- Mount Kamuishiri Location within Japan

Highest point
- Elevation: 946.7 m (3,106 ft)
- Prominence: 320 m (1,050 ft)
- Parent peak: Pinneshiri (Kabato)
- Listing: List of mountains and hills of Japan by height
- Coordinates: 43°30′2″N 141°39′45″E﻿ / ﻿43.50056°N 141.66250°E

Naming
- English translation: Mountain of the Gods
- Language of name: Ainu

Geography
- Location: Hokkaidō, Japan
- Parent range: Kabato Mountains
- Topo map(s): Geospatial Information Authority 25000:1 ピンネシリ 25000:1 南幌加 50000:1 留萌

= Mount Kamuishiri =

Mountain in Tōbetsu, Hokkaidō, Japan

Mount Kamuishiri (神居尻山, Kamuishiri-yama) is a mountain located in the Kabato Mountains of Tōbetsu, Hokkaidō, Japan.

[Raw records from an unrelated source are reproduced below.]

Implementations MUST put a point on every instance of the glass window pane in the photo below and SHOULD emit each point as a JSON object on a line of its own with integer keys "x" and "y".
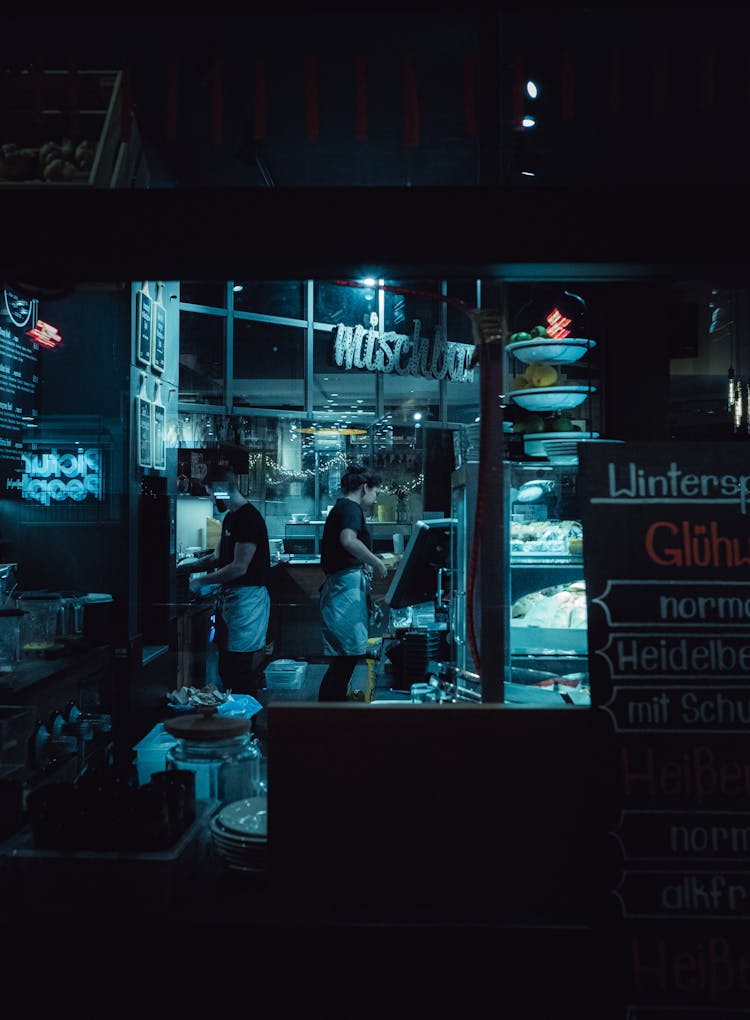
{"x": 269, "y": 297}
{"x": 351, "y": 305}
{"x": 405, "y": 396}
{"x": 400, "y": 310}
{"x": 336, "y": 389}
{"x": 201, "y": 358}
{"x": 268, "y": 365}
{"x": 211, "y": 293}
{"x": 463, "y": 400}
{"x": 458, "y": 322}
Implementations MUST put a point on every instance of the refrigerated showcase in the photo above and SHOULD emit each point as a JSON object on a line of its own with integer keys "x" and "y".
{"x": 545, "y": 651}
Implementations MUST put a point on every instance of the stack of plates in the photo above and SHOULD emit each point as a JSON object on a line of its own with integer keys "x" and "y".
{"x": 239, "y": 833}
{"x": 420, "y": 648}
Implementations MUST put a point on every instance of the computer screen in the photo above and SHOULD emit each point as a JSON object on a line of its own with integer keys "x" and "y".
{"x": 415, "y": 579}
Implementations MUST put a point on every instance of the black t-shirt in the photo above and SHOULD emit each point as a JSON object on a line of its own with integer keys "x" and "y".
{"x": 246, "y": 524}
{"x": 346, "y": 513}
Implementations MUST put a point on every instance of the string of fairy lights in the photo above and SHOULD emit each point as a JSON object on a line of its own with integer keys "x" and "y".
{"x": 276, "y": 474}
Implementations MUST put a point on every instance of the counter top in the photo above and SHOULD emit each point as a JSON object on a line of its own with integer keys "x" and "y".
{"x": 31, "y": 671}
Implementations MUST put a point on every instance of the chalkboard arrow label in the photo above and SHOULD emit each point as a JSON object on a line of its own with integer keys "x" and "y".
{"x": 644, "y": 655}
{"x": 672, "y": 604}
{"x": 694, "y": 708}
{"x": 695, "y": 895}
{"x": 694, "y": 836}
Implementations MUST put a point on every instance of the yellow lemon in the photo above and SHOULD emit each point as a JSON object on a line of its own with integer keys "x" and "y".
{"x": 541, "y": 374}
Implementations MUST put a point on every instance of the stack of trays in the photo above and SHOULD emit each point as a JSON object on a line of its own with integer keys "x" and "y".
{"x": 285, "y": 674}
{"x": 240, "y": 835}
{"x": 420, "y": 648}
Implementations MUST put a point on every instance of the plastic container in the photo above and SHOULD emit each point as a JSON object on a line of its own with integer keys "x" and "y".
{"x": 39, "y": 623}
{"x": 151, "y": 753}
{"x": 10, "y": 651}
{"x": 16, "y": 726}
{"x": 287, "y": 674}
{"x": 221, "y": 752}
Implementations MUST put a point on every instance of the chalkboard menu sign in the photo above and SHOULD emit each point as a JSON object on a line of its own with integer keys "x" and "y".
{"x": 666, "y": 557}
{"x": 159, "y": 314}
{"x": 144, "y": 325}
{"x": 18, "y": 379}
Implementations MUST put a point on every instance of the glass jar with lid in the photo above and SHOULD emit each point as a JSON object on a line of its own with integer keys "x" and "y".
{"x": 221, "y": 752}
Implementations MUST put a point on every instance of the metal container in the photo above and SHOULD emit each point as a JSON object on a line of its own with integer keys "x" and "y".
{"x": 10, "y": 651}
{"x": 221, "y": 752}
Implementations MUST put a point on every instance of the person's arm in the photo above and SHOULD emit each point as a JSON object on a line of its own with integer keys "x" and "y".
{"x": 202, "y": 563}
{"x": 356, "y": 548}
{"x": 244, "y": 552}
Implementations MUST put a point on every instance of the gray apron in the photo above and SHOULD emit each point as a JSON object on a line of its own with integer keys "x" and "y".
{"x": 344, "y": 612}
{"x": 242, "y": 618}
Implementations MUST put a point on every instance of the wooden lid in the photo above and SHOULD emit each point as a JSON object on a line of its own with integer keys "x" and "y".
{"x": 207, "y": 727}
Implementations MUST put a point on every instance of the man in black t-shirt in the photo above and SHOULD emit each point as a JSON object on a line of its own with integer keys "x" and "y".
{"x": 346, "y": 548}
{"x": 241, "y": 565}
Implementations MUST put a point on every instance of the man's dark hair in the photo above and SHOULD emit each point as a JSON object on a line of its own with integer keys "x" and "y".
{"x": 356, "y": 475}
{"x": 220, "y": 475}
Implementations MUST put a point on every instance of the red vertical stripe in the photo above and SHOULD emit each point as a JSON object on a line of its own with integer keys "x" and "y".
{"x": 469, "y": 96}
{"x": 411, "y": 105}
{"x": 516, "y": 97}
{"x": 73, "y": 101}
{"x": 217, "y": 101}
{"x": 659, "y": 83}
{"x": 259, "y": 119}
{"x": 708, "y": 85}
{"x": 567, "y": 91}
{"x": 126, "y": 109}
{"x": 615, "y": 82}
{"x": 172, "y": 91}
{"x": 312, "y": 114}
{"x": 38, "y": 91}
{"x": 360, "y": 99}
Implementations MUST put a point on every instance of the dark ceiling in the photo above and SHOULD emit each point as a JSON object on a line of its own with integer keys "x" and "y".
{"x": 407, "y": 96}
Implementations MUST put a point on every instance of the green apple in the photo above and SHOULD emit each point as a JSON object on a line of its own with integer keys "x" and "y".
{"x": 534, "y": 423}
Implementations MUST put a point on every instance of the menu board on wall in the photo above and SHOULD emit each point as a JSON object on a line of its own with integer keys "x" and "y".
{"x": 144, "y": 325}
{"x": 666, "y": 559}
{"x": 18, "y": 379}
{"x": 158, "y": 353}
{"x": 144, "y": 425}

Pinneshiri, Mount Kamuishiri, and Mount Machine are together known as The Three Mountains of Kabato (樺戸三山, Kabato Sanzan).

Kamuishiri is part of the Dōmin no Mori Kamuishiri Chiku (道民の森神居尻地区).

==Climbing routes==
There are three hiking courses known as A, B, and C.